The nurses and surgeon were amazing: They discussed everything that could happen and what I would like to have happen. I threw caution to the wind, asking for radical surgery, followed by six months of chemotherapy and a month of radiotherapy.
I agreed to have blood tests for research projects, which might help others. I had a mastectomy on my son’s seventh birthday and my daughter hadn’t yet started school. Explaining breast cancer to young children is so difficult.
I recovered from surgery, but often felt mentally drained and needing support.
I started chemotherapy, sitting for a day in hospital every three weeks, whilst drugs were pumped into my veins, on a ward where so many others were undergoing similar treatment.
My hair fell out, but unlike some, this did not have a great effect on me. I had an acute anaphylactic reaction to one of the drugs and had to be revived, but I got through the chemotherapy.
I was told I could not be near animals, so my veterinary career went on hold. I did whatever I could in the admin department, whenever I felt able, before undergoing reconstructive surgery.
Last year, I was signed off from hospital. I am officially cancer-free. I shook my surgeon’s hand and thanked him so much.
At the centre of the Vet Your Breasts campaign is a poster featuring the eight main early signs of breast cancer, as well as the direct message to the vet profession: “Vet your breasts whilst changing your scrubs – you could save your life.”
I would wholeheartedly encourage everyone to do this because it could save a life – your own.
Breast cancer affects one in eight women and many men too.
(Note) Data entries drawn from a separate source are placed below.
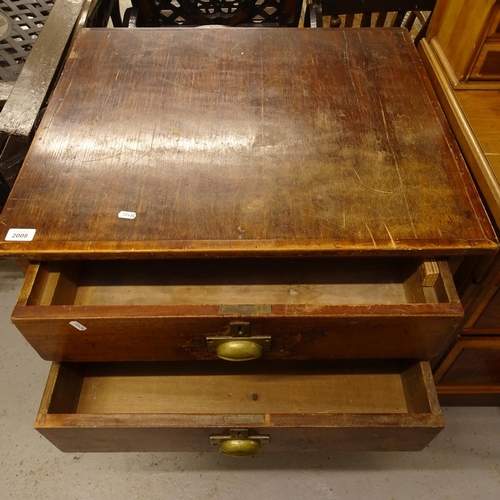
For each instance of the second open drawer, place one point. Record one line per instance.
(187, 309)
(279, 406)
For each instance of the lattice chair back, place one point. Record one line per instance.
(222, 12)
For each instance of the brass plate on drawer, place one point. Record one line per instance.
(178, 406)
(245, 309)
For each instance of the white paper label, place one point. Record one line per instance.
(77, 325)
(127, 215)
(20, 234)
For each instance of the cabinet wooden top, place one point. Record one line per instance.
(234, 141)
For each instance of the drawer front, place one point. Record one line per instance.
(168, 310)
(182, 407)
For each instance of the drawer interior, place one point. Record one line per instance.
(211, 388)
(240, 281)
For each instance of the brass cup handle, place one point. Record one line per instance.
(240, 447)
(239, 443)
(239, 350)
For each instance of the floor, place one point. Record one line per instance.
(463, 462)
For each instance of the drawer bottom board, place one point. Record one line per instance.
(179, 406)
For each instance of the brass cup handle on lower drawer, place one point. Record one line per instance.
(239, 349)
(239, 443)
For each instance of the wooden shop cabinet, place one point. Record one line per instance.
(463, 40)
(287, 198)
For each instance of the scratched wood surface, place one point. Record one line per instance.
(244, 142)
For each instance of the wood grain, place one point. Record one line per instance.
(141, 312)
(245, 142)
(460, 26)
(348, 408)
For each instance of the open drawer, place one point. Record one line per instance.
(278, 406)
(275, 308)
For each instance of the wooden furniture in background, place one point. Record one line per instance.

I am sure there must be many VetPartners colleagues who are or have been affected by breast cancer. I am happy to talk if anyone needs support….
- VetPartners is proud to sponsor Veterinary Woman’s powerful new campaign, Women’s Health Month. Veterinary Woman is bringing challenging health topics, including breast cancer, menopause, infertility and baby loss, to the fore throughout October and November, and exploring how the profession can better support these individuals in the workplace.
- More than 1,000 posters for the Vet Your Breasts campaign have been displayed in practices across the UK.